-------------------------------------------------------------------------------
help for senspec                                                 (Roger Newson)
-------------------------------------------------------------------------------

Sensitivity and specificity results saved in generated variables

senspec refvar classvar [if exp] [in range] [, posif(relational_operator) sensitivity(newvarname) specificity(newvarname) fpos(newvarname) fneg(newvarname) ntpos(newvarname) ntneg(newvarname) nfpos(newvarname) nfneg(newvarname) float ]

where refvar and classvar ar names of an existing numeric reference variable and an existing numeric classification variable, respectively, and relational_operator may be any one of the relational operators >, <, >= or <=.

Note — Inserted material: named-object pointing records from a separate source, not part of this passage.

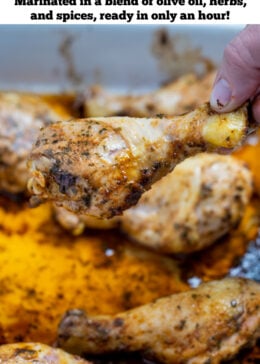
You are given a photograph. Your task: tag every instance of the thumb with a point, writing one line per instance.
(238, 78)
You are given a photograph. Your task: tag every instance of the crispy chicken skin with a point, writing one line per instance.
(178, 97)
(102, 166)
(77, 223)
(20, 353)
(21, 117)
(201, 200)
(203, 325)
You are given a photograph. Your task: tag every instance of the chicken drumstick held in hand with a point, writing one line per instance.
(102, 166)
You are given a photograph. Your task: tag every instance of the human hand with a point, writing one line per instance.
(238, 78)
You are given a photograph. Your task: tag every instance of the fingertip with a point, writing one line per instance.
(221, 95)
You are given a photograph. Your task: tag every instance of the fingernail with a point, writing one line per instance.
(221, 94)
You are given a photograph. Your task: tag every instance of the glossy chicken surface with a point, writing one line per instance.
(206, 324)
(20, 353)
(102, 166)
(190, 208)
(178, 97)
(21, 117)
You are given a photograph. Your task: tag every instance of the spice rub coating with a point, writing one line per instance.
(102, 166)
(203, 325)
(201, 200)
(21, 117)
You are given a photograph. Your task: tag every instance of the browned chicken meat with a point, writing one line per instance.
(176, 98)
(102, 166)
(20, 353)
(203, 325)
(76, 223)
(21, 117)
(201, 200)
(190, 208)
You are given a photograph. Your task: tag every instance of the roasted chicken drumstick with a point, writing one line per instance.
(21, 117)
(102, 166)
(201, 200)
(20, 353)
(203, 325)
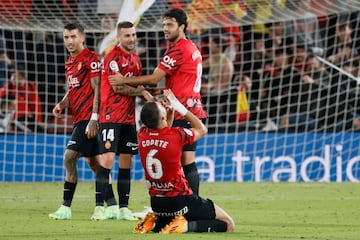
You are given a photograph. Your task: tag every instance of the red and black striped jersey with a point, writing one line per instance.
(80, 69)
(160, 154)
(182, 63)
(117, 108)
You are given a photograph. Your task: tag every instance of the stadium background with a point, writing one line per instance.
(232, 151)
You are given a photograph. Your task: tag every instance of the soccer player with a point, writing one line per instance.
(83, 70)
(117, 120)
(176, 208)
(181, 66)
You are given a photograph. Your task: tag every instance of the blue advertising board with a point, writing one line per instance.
(237, 157)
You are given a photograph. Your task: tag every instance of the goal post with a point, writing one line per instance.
(285, 109)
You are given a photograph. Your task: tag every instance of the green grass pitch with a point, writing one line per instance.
(260, 210)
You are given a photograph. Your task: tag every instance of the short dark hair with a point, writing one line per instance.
(150, 115)
(124, 24)
(179, 15)
(73, 26)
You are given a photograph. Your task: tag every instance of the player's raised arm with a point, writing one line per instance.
(196, 124)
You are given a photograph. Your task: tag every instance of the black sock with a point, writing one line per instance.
(207, 226)
(192, 176)
(69, 190)
(109, 197)
(101, 186)
(123, 185)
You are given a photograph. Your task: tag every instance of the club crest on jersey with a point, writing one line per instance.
(114, 66)
(188, 132)
(73, 82)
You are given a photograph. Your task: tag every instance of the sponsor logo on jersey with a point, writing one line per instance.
(71, 142)
(73, 82)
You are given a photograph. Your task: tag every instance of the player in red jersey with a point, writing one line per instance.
(117, 122)
(176, 208)
(83, 70)
(181, 66)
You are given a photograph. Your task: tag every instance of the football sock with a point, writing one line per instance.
(207, 226)
(109, 197)
(69, 190)
(192, 175)
(123, 187)
(102, 182)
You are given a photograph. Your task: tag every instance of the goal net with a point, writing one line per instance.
(280, 84)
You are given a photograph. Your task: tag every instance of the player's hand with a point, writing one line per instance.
(146, 94)
(174, 102)
(92, 129)
(116, 79)
(57, 111)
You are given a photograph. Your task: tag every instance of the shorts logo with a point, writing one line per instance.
(107, 145)
(71, 142)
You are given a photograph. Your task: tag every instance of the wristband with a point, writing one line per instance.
(94, 116)
(179, 107)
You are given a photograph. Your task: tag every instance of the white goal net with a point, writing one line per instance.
(280, 84)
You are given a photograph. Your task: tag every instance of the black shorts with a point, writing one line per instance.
(185, 124)
(118, 138)
(80, 143)
(192, 207)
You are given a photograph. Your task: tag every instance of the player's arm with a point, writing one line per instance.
(152, 79)
(64, 103)
(197, 126)
(93, 127)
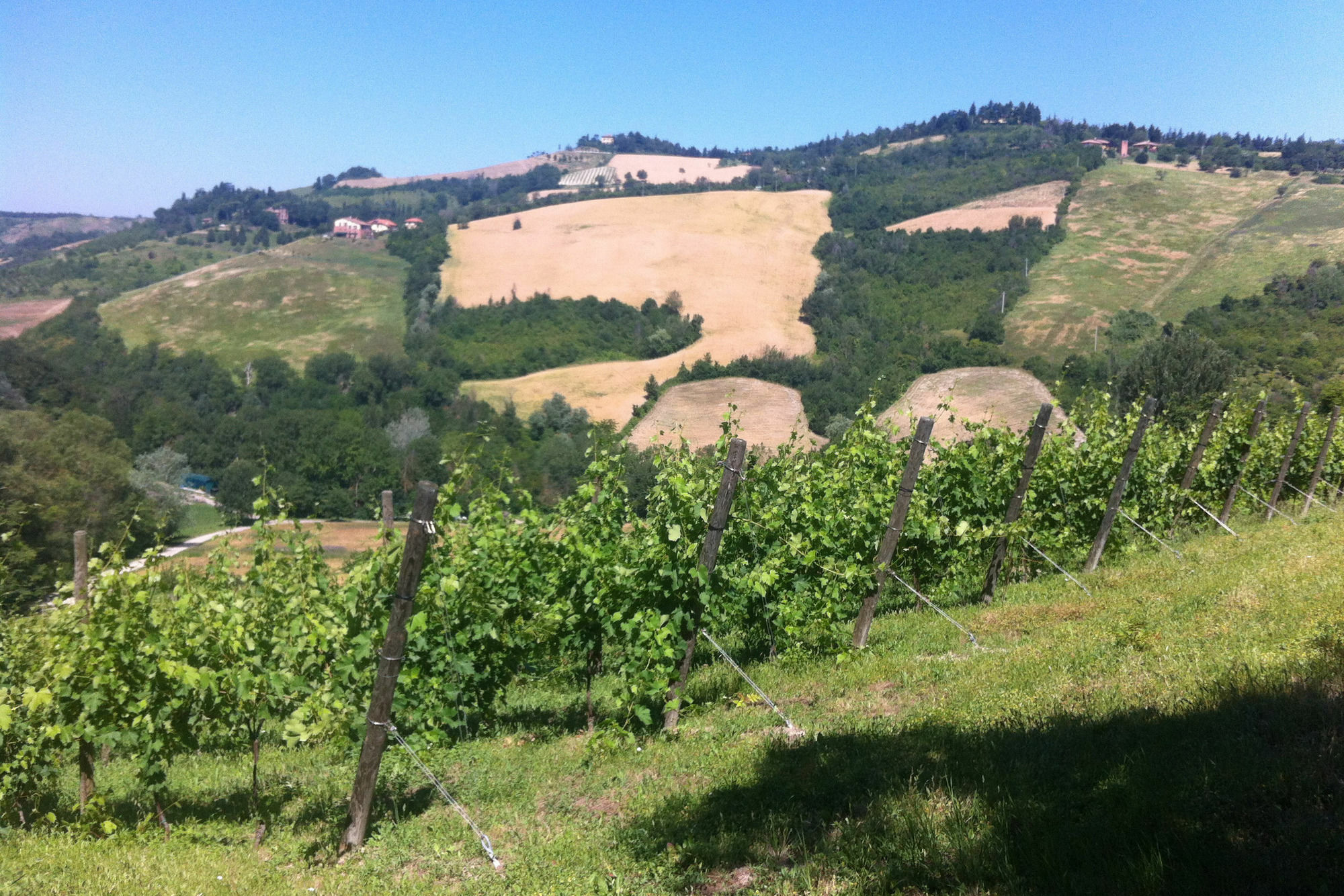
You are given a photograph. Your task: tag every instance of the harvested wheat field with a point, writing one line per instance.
(994, 213)
(994, 396)
(904, 144)
(674, 170)
(740, 260)
(769, 414)
(17, 318)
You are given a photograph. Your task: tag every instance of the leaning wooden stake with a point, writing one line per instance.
(1029, 464)
(1257, 418)
(1216, 414)
(1288, 461)
(898, 522)
(1122, 480)
(709, 557)
(390, 666)
(388, 512)
(1320, 460)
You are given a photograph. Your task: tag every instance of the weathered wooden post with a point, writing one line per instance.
(388, 512)
(1029, 464)
(1122, 480)
(898, 522)
(1257, 418)
(709, 557)
(1288, 460)
(1320, 460)
(390, 666)
(1216, 416)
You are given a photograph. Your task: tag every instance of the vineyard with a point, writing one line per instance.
(159, 666)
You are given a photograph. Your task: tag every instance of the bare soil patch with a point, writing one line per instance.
(902, 144)
(994, 213)
(768, 413)
(17, 318)
(674, 170)
(740, 260)
(994, 396)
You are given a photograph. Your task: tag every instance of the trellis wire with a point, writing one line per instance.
(443, 792)
(1150, 534)
(1243, 488)
(748, 679)
(936, 608)
(1057, 566)
(1212, 517)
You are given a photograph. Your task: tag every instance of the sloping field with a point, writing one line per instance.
(17, 318)
(904, 144)
(994, 396)
(994, 213)
(740, 260)
(769, 414)
(1167, 247)
(298, 300)
(674, 170)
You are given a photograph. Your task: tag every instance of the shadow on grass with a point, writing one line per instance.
(1238, 793)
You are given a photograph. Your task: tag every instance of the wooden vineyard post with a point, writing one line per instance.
(1029, 464)
(893, 537)
(81, 589)
(1122, 480)
(1257, 418)
(1288, 460)
(709, 557)
(1320, 460)
(388, 512)
(1216, 416)
(390, 666)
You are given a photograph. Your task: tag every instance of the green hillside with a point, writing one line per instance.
(1169, 241)
(1179, 731)
(298, 300)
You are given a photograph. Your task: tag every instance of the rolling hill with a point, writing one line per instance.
(299, 300)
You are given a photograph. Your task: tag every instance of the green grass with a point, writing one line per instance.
(1179, 731)
(200, 521)
(1169, 247)
(296, 300)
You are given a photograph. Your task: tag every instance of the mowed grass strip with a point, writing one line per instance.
(1167, 247)
(1179, 731)
(296, 300)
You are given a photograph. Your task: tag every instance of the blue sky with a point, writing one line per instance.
(118, 108)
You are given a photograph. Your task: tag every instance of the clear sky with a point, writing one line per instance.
(118, 108)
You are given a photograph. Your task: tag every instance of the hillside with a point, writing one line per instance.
(1167, 241)
(1185, 719)
(740, 260)
(298, 300)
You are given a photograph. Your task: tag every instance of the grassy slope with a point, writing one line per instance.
(296, 300)
(1170, 247)
(1179, 733)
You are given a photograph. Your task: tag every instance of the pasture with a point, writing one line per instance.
(296, 300)
(769, 414)
(740, 260)
(1170, 245)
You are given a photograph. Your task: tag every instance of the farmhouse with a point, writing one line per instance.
(351, 228)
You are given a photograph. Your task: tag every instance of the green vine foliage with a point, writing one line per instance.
(170, 658)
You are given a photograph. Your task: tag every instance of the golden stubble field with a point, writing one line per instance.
(994, 213)
(768, 414)
(994, 396)
(740, 260)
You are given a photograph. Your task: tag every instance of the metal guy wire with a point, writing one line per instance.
(1058, 568)
(443, 792)
(748, 679)
(1150, 534)
(936, 608)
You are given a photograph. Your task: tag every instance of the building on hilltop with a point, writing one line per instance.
(351, 229)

aweights, fweights, iweights, and pweights are allowed, and are all treated in the same way. See help for weights.

Description

senspec inputs a reference variable with two values and a quantitative classification variable. It creates, as output, a set of new variables, containing, in each observation, the numbers and/or rates of true positives, true negatives, false positives and false negatives observed if the classification variable is used to define a diagnostic test, with a threshold equal to the value of the classification variable for that observation. The two variables refvar and classvar must be numeric. The reference variable refvar indicates the true state of the observation, such as diseased and non-diseased, or normal and abnormal. It must have only 2 values, for example 0 and 1, of which the lower value identifies negative observations and the higher value identifies positive observations. The rating or outcome of the diagnostic test is recorded in classvar, which must be at least ordinal. senspec is similar to roctab, but produces output variables instead of plots and listings, so that users can create plots and listings in their own chosen formats.

Options

posif(relational_operator) specifies one of the 4 relational operators >, <, >= or <=. These relational operators specify that a positive test result is defined as a value of the classification variable above the threshold, below the threshold, at or above the threshold, or at or below the threshold, respectively. If posif() is not specified, then >= is assumed, and the test is assumed to have a positive result if and only if the classification variable is at or above the threshold.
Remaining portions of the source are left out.